When looking at this 'sleazy' newspaper, it certainly leaves the readers feeling confused. It seems as though the reporter has randomly searched on the internet for anything that relates to the Asian culture and food, picked out the images and thoughtlessly used it to fill space on the page. Job done. From the newspapers end, it certainly reflects negatively as a quick image for the article, without any research into what the image actually is or means.
On the inside on the newspaper, page 4 and 5, the opening paragraph reads, "That'll be chicken tikka masala with fries, please" That's what curry-lovers might be saying soon…"
The front page with its bold headline and the tacky double page spread is hard to miss. It's no surprise that since that edition of the newspaper was out in the newsagents; it has been inundated with calls of complaint and has released the following apology.
"On the 24th April the Daily Sport ran a front page feature announcing news of the UK's first curry chain, launched by Tiffinbites. The front page announcement was supported by a double page feature within the body of the paper.

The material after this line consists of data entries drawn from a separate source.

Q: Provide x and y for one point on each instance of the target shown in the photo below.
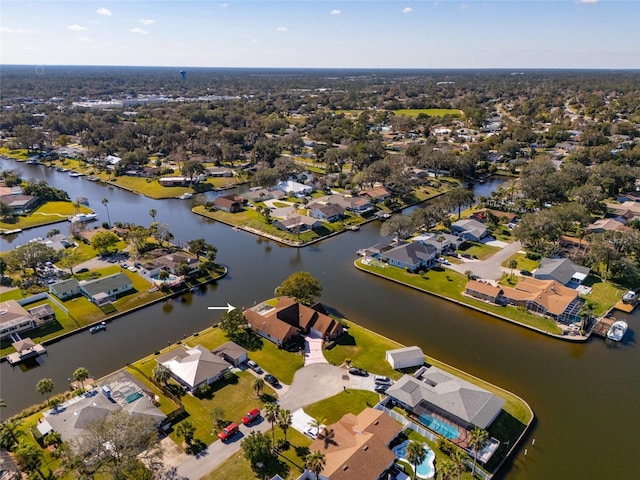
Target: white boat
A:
(83, 217)
(617, 330)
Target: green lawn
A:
(332, 409)
(432, 112)
(50, 212)
(450, 285)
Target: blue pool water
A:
(426, 469)
(442, 428)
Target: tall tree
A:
(301, 286)
(315, 462)
(477, 441)
(81, 374)
(271, 415)
(105, 202)
(45, 386)
(416, 454)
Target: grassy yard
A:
(50, 212)
(432, 112)
(289, 463)
(451, 285)
(350, 401)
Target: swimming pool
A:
(440, 427)
(426, 469)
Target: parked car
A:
(251, 416)
(381, 387)
(254, 366)
(380, 380)
(228, 432)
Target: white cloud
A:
(23, 31)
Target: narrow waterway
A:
(585, 396)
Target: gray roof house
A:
(431, 390)
(411, 256)
(232, 353)
(405, 357)
(562, 270)
(65, 289)
(193, 367)
(104, 290)
(470, 229)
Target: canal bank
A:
(570, 386)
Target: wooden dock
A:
(625, 307)
(602, 326)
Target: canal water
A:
(585, 396)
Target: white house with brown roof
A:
(356, 447)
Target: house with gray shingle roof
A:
(562, 270)
(411, 256)
(432, 390)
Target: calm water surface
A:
(585, 396)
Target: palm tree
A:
(284, 421)
(45, 386)
(105, 202)
(459, 458)
(416, 454)
(271, 415)
(161, 374)
(258, 386)
(80, 375)
(478, 439)
(446, 469)
(315, 462)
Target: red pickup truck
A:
(229, 431)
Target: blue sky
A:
(302, 33)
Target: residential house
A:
(14, 319)
(42, 314)
(376, 194)
(72, 418)
(20, 204)
(232, 353)
(290, 318)
(434, 391)
(411, 256)
(65, 289)
(328, 213)
(484, 291)
(194, 367)
(356, 447)
(544, 297)
(563, 270)
(470, 229)
(104, 290)
(294, 188)
(229, 203)
(405, 357)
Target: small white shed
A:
(405, 357)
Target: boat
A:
(98, 328)
(630, 297)
(617, 330)
(83, 217)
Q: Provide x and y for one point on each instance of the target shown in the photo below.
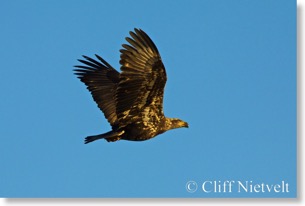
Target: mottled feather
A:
(132, 100)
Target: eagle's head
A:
(173, 123)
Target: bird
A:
(131, 100)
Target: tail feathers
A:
(111, 136)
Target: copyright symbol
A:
(191, 186)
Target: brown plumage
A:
(132, 101)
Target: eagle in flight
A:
(132, 101)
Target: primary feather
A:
(132, 101)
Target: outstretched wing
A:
(102, 81)
(142, 79)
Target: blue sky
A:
(231, 69)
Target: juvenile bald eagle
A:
(132, 101)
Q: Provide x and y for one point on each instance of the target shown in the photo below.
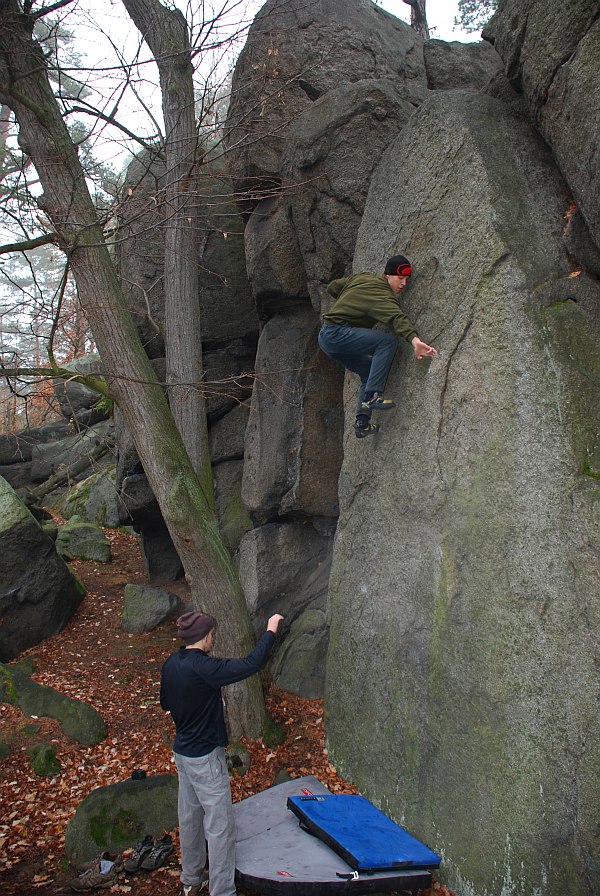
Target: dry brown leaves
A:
(118, 673)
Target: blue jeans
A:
(369, 353)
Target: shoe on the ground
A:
(196, 889)
(141, 850)
(363, 430)
(102, 872)
(93, 862)
(378, 403)
(157, 854)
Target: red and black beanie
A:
(398, 266)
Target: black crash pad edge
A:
(412, 881)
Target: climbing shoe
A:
(157, 854)
(363, 430)
(378, 403)
(102, 872)
(141, 850)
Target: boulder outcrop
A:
(472, 547)
(38, 594)
(550, 52)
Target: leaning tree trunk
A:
(418, 17)
(166, 33)
(43, 135)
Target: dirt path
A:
(118, 673)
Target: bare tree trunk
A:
(166, 33)
(43, 135)
(418, 17)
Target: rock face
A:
(475, 546)
(550, 52)
(38, 594)
(461, 612)
(78, 720)
(113, 818)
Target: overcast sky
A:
(108, 27)
(440, 18)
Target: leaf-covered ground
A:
(118, 673)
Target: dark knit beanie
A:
(192, 627)
(398, 266)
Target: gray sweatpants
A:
(205, 811)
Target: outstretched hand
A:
(273, 623)
(422, 350)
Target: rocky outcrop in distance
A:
(440, 581)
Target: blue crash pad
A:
(358, 832)
(275, 856)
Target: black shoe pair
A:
(149, 854)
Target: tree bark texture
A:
(166, 34)
(43, 135)
(418, 17)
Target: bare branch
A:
(26, 245)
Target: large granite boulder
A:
(551, 54)
(299, 666)
(465, 572)
(277, 78)
(284, 568)
(16, 448)
(77, 401)
(144, 608)
(331, 151)
(292, 451)
(80, 540)
(93, 499)
(38, 594)
(85, 449)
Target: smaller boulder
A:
(116, 817)
(78, 720)
(94, 499)
(144, 608)
(43, 760)
(78, 540)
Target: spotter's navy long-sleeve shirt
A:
(190, 689)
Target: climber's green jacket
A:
(364, 300)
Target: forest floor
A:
(94, 660)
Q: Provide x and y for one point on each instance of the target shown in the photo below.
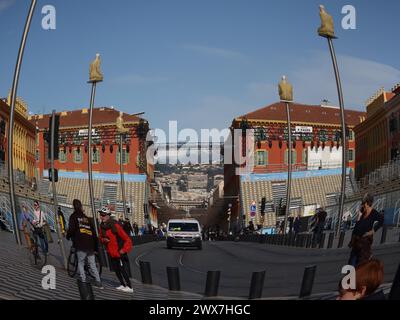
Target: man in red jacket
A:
(118, 245)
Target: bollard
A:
(308, 281)
(298, 240)
(384, 233)
(293, 240)
(110, 263)
(174, 283)
(145, 271)
(395, 290)
(341, 239)
(322, 241)
(85, 290)
(286, 240)
(309, 240)
(256, 285)
(330, 240)
(212, 283)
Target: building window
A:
(96, 156)
(393, 124)
(261, 158)
(62, 156)
(77, 156)
(125, 157)
(351, 155)
(294, 155)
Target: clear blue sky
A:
(200, 62)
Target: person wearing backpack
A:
(82, 233)
(38, 224)
(118, 244)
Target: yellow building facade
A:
(23, 138)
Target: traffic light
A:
(55, 175)
(47, 137)
(263, 201)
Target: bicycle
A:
(72, 266)
(37, 257)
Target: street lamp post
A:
(95, 76)
(11, 120)
(229, 217)
(121, 169)
(286, 96)
(327, 30)
(53, 184)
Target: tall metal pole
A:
(11, 121)
(90, 160)
(289, 180)
(286, 96)
(53, 184)
(121, 166)
(343, 125)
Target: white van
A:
(184, 233)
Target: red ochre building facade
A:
(378, 137)
(315, 133)
(73, 150)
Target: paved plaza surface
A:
(19, 280)
(236, 260)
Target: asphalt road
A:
(237, 261)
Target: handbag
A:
(38, 231)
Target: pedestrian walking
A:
(369, 276)
(297, 225)
(369, 221)
(128, 227)
(39, 232)
(83, 235)
(26, 225)
(291, 221)
(62, 221)
(118, 245)
(319, 226)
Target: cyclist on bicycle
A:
(82, 233)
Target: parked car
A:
(184, 233)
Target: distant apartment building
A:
(378, 137)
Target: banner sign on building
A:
(300, 129)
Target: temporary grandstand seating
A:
(307, 190)
(104, 191)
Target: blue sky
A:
(198, 62)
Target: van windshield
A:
(183, 227)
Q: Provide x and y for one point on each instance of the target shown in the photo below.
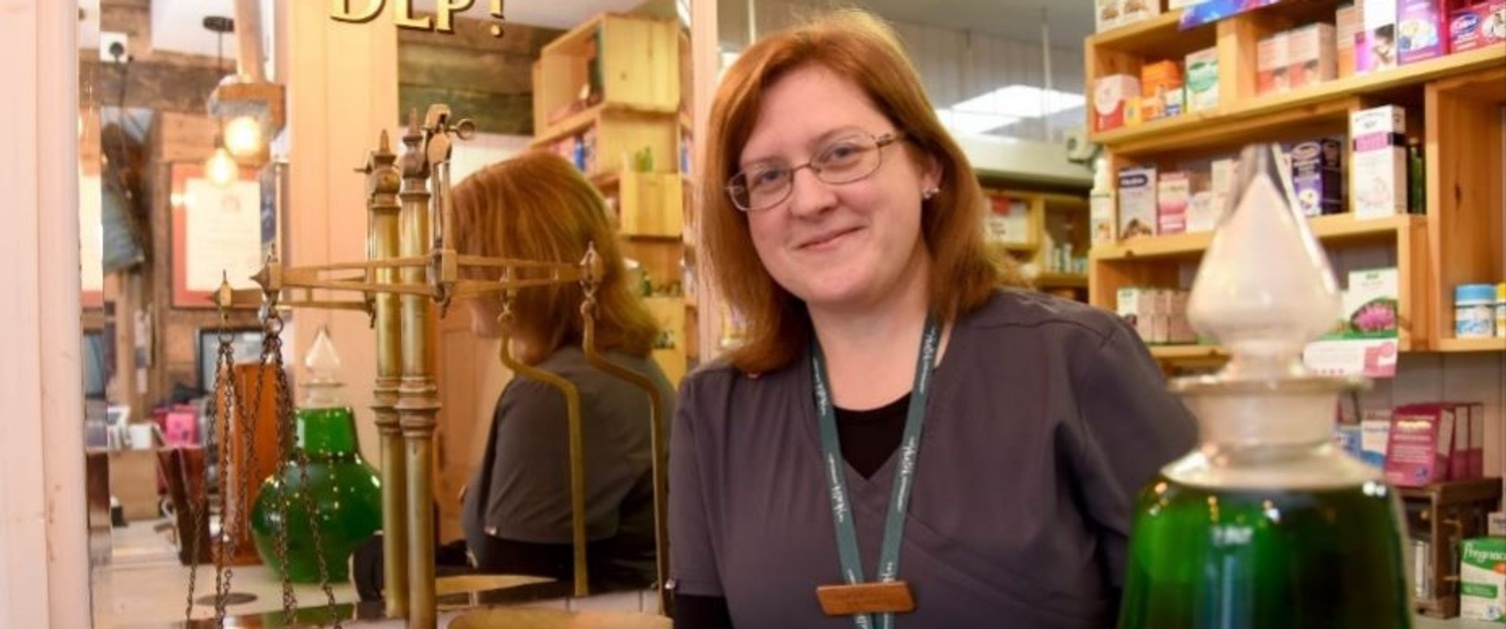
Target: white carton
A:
(1136, 202)
(1482, 581)
(1378, 163)
(1201, 77)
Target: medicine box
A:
(1112, 95)
(1133, 11)
(1369, 303)
(1482, 580)
(1347, 26)
(1137, 202)
(1318, 176)
(1160, 89)
(1378, 163)
(1271, 63)
(1375, 47)
(1106, 14)
(1136, 306)
(1310, 56)
(1375, 429)
(1173, 193)
(1420, 30)
(1419, 444)
(1476, 26)
(1201, 91)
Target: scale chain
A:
(300, 459)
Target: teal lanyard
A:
(904, 476)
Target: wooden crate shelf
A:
(1274, 110)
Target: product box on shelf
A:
(1378, 163)
(1419, 444)
(1160, 89)
(1482, 578)
(1202, 80)
(1375, 47)
(1422, 30)
(1369, 303)
(1476, 26)
(1136, 306)
(1271, 63)
(1137, 202)
(1345, 29)
(1133, 11)
(1172, 196)
(1375, 429)
(1202, 211)
(1112, 97)
(1106, 15)
(1318, 176)
(1310, 54)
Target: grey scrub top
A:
(1045, 420)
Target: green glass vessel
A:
(333, 480)
(1247, 559)
(1265, 524)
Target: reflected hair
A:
(865, 50)
(536, 206)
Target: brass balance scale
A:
(411, 265)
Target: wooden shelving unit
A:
(1452, 103)
(1057, 218)
(609, 97)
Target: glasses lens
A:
(759, 187)
(847, 160)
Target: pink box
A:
(1419, 444)
(1172, 196)
(1310, 54)
(1422, 30)
(1270, 65)
(1476, 26)
(1110, 95)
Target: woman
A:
(517, 510)
(850, 238)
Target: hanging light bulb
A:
(220, 169)
(243, 136)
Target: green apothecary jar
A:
(1267, 524)
(332, 477)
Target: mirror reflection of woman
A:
(517, 509)
(904, 426)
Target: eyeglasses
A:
(844, 160)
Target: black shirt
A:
(868, 440)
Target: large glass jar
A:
(327, 500)
(1267, 524)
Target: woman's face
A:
(836, 246)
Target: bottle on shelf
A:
(326, 500)
(1101, 205)
(1267, 522)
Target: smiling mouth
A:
(824, 240)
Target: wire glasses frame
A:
(845, 160)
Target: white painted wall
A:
(44, 566)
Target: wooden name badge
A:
(880, 598)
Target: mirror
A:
(146, 72)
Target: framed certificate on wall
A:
(217, 233)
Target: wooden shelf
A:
(1154, 36)
(1472, 345)
(1057, 280)
(1188, 352)
(583, 119)
(1335, 227)
(1259, 115)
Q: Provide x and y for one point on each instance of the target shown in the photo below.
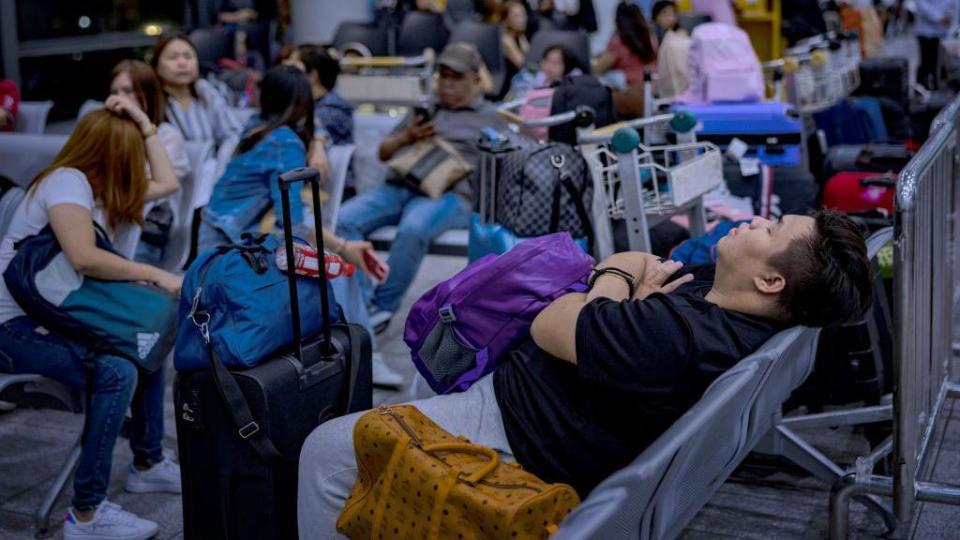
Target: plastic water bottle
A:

The Daily Sport newspaper recognises that it unwittingly used words and pictures that may have caused unintended offence amongst the Sikh community and would like to apologise unreservedly to both the individuals concerned as well as the community as a whole.”
An apology in the Daily Sport is expected in a forthcoming issue of the paper. It was only after consistent persistence with the reporters at the newspaper that an apology was finally released, after they realised the seriousness of their mistake and carelessness.
Arjun Varma, director of Tiffinbites, when contacted, said that it was the actual newspaper who has completely taken the story out of its original context. He said that the seriousness of the actual concept has been transformed into a news piece which now, when printed, just looks like a joke.
It is news coverage such as this which fuels racial tension. Insensitive and distasteful images or news stories can easily hurt and offend diverse communities. Such stories can also provoke and encourage racial attitudes amongst communities who do not fully understand each others way of life, culture and religious icons.
When the publication learnt of the planned demonstration their tones changed, it’s amazing how quickly the staff wanted to apologise to callers and pacify their anger. Should it have taken this type of pressure for them to issue an apology, this signifies how easily irresponsible actions can fuel community tension.